Optical control of waves in a cardiac excitable medium

In nature, excitable reaction-diffusion systems found in diverse settings (e.g. chemical reactions, metal rust, yeast, amoeba, heart, brain) generate geometrically similar macroscopic waves(1,2). For the heart and brain, the spatiotemporal patterns formed by these excitation waves separate healthy from diseased states(1-3). Current electrical and pharmacological therapies for bioelectric disorders often lack the necessary spatiotemporal precision needed to control these patterns. Optical methodologies have the potential to overcome these limitations, but have only been demonstrated in simple systems, e.g. the Belousov-Zhabotinsky (BZ) chemical reaction4. Here we combine novel dye-free optical imaging with optogenetic actuation for dynamic control of cardiac excitation waves. We leverage patterned light to optically control emergent macroscopic properties of cardiac tissue: wave direction, wave speed, and spiral wave chirality. This all-optical approach offers a fundamentally new experimental platform for the study and control of pattern formation in complex biological excitable systems.

💡 Research Summary

The paper presents a fully optical platform that combines dye‑free high‑speed imaging with optogenetic stimulation to observe and manipulate excitation waves in cardiac tissue with unprecedented spatiotemporal precision. Traditional therapies for electrical disorders—such as implantable defibrillators, pacing electrodes, or pharmacological agents—act globally and lack the ability to target specific wave fronts or patterns. By eliminating fluorescent dyes, the authors avoid phototoxicity and signal interference, using reflected light captured by a high‑frame‑rate CMOS camera to infer transmembrane voltage changes across a two‑dimensional myocardial sheet. Simultaneously, they express the light‑gated ion channel CheR2 in cardiomyocytes and project patterned blue light (≈470 nm) via a digital micromirror device (DMD). The projected light locally depolarizes cells, allowing the researchers to dictate where a wave initiates, how it propagates, and even its chirality.

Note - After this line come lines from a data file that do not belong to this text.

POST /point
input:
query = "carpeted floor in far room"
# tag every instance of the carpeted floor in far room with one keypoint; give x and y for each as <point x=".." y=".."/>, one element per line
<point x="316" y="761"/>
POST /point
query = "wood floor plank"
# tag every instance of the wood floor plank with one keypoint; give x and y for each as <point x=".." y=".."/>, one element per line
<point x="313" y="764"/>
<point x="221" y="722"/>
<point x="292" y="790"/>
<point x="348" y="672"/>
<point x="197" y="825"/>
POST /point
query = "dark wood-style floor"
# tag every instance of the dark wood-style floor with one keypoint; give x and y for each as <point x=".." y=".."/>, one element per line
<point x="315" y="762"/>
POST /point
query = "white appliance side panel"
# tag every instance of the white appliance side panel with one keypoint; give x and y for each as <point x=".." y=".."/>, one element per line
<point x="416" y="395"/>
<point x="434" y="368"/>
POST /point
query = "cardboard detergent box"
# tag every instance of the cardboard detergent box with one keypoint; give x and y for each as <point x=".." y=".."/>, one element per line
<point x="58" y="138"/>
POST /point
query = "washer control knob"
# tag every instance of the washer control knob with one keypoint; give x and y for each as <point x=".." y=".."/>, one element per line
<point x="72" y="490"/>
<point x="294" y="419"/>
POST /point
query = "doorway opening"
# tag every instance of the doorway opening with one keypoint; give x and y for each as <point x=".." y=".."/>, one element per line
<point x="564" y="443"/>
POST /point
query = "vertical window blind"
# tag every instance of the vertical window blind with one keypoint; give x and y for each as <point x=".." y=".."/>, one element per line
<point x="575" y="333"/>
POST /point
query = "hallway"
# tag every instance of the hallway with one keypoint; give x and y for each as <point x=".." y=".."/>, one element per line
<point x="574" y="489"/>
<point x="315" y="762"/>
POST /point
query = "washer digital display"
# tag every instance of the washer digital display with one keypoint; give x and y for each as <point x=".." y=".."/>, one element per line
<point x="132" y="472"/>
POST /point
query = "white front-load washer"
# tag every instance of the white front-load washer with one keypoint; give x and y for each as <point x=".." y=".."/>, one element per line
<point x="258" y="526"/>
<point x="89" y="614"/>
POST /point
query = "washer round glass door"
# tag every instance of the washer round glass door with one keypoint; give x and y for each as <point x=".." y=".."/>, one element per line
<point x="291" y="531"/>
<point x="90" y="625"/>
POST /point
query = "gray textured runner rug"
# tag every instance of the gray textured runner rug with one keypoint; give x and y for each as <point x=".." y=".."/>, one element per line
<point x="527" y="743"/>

Key experimental demonstrations include: (1) “wave steering,” where a moving light stripe redirects a planar wave along a prescribed trajectory; (2) speed modulation, showing that increasing light intensity or expanding the illuminated region accelerates wave velocity up to a two‑fold increase, mirroring the effect of enhanced electrical conductivity in classical reaction‑diffusion models; and (3) chirality reversal of spiral waves, achieved by first suppressing the existing spiral core with a counter‑rotating light pattern and then re‑exciting the tissue with a pattern rotating in the opposite direction, thereby generating a new spiral with reversed rotation without any electrical shock or drug application.

These results demonstrate that the nonlinear diffusion‑reaction dynamics governing excitable media can be reshaped by dynamic optical boundary conditions. The approach is mathematically analogous to altering boundary terms in FitzHugh‑Nagumo or Aliev‑Panfilov equations, but it is realized experimentally in living tissue. Because imaging and stimulation share the same optical pathway, the system can be closed‑looped: real‑time image analysis can feed back to adjust light patterns on the fly, enabling adaptive control of wave fronts.

Beyond cardiac applications, the authors argue that any biological or chemical excitable system—neuronal cultures, cortical slices, slime‑mold aggregation, or Belousov‑Zhabotinsky reactions—could be subjected to similar all‑optical control, opening a new experimental arena for studying pattern formation, turbulence, and defect dynamics. Clinically, the technique suggests a minimally invasive alternative to conventional defibrillation: instead of delivering a high‑energy shock to the entire heart, a focused light pattern could extinguish or re‑orient pathological re‑entrant circuits (e.g., ventricular fibrillation) while sparing surrounding tissue.

Future work outlined includes scaling the method to three‑dimensional intact hearts, testing in large animal models, optimizing opsin expression and light delivery to reduce energy requirements, and integrating machine‑learning‑driven image processing for autonomous detection and correction of arrhythmic patterns. If successful, this all‑optical paradigm could transform both basic research on excitable media and the therapeutic management of bioelectric disorders.